Il y a aussi l’exploit d’avoir réussi à gérer quotidiennement, pendant plus d’une décennie, une entreprise à la trésorerie exsangue, du fait d’une dette abyssale que l’Etat tarde à payer. Selon des statistiques fiables, la Sonara réclame à l’Etat du Cameroun près de 400 milliards de Fcfa, somme représentant le cumul des manque à gagner imposés à la raffinerie nationale par les pouvoirs publics, à cause de la subvention des produits pétroliers à la pompe, qui oblige la Sonara à vendre ses produits à des prix en dessous des prix réels, le gap devant être supporté par l’Etat, qui ne se hâte malheureusement pas pour payer cette dette.De ce point de vue, l’on se souvient qu’en 2011, au cours d’une réunion au ministère des Finances, souffle une source autorisée, M. Metouck, ancien cadre chez Rhône Poulenc en France, s’était vu obligé de hausser légèrement le ton, pour dire clairement à l’alors ministre Essimi Menyé, que si l’Etat ne faisait rien en urgence, la Sonara se trouverait incapable de continuer à fournir les produits pétroliers aux consommateurs. Car, du fait des pouvoirs publics, la Sonara, malgré le prestige que la simple prononciation de son nom revêt, était à ce moment-là une entreprise quasiment en faillite.

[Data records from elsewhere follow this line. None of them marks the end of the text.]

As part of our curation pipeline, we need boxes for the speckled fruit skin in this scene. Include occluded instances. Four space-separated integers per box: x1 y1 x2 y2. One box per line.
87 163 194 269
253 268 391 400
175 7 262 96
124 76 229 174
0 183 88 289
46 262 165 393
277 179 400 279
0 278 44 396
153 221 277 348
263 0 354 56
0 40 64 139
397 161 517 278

Prenant très au sérieux les informations données par Charles Metouck sur la menace d’une pénurie de carburant, la firme Total, le leader du marché de la distribution des produits pétroliers au Cameroun, avait même produit une note interne, annonçant ladite pénurie. Mais la franchise teintée de menace de l’alors Dg de la Sonara va permettre d’éviter cette disparition des produits pétroliers, des mesures urgentes ayant été prises par le trésor public, afin de permettre à la Sonara de poursuivre ses activités. Sous la houlette d’un Charles Metouck, dont le nom ne manquera cependant pas, tout au long des onze années qu’il aura passé à tête de la Sonara, d’alimenter la chronique de la mauvaise gouvernance.

Il y a d’abord une affaire de commissions exorbitantes qu’auraient encaissées M. Metouck dans les marchés passés dans le cadre de la modernisation de la Sonara, et même dans la négociation des contrats de livraison des produits pétroliers à la raffinerie nationale. Des faits pour lesquels celui qui est encore vice-président du Groupement interpatronal du Cameroun (Gicam) a plus d’une fois été entendu par la police. C’était le cas le 21 février 2012 à la sous direction des affaires économiques et financières de la police judiciaire à Yaoundé. A cette occasion, apprendon, M. Metouck, 60 ans, avait excipé l’argument de la dénonciation calomnieuse.

Ensuite, selon des sources généralement bien informées, le Contrôle supérieur de l’Etat qui a séjourné à la Sonara pendant de nombreux mois, est depuis quelques temps en possession d’un rapport compromettant sur la gestion de la raffinerie de Limbé par Charles Metouck. Au demeurant, pour l’instant, ce ne sont pas ces fautes présumées qui sont à l’origine de la rétention de l’ancien Dg de la Sonara dans une des cellules du commissariat central de Buéa. Mais, par ces temps d’opération Epervier teintée de règlement de toutes sortes de comptes, il n’est pas exclu que ces informations soient mises à contribution le moment venu. Pour broyer définitivement Charles Metouck. Non sans l’avoir préalablement humilié. En l’accusant de simple destruction de document.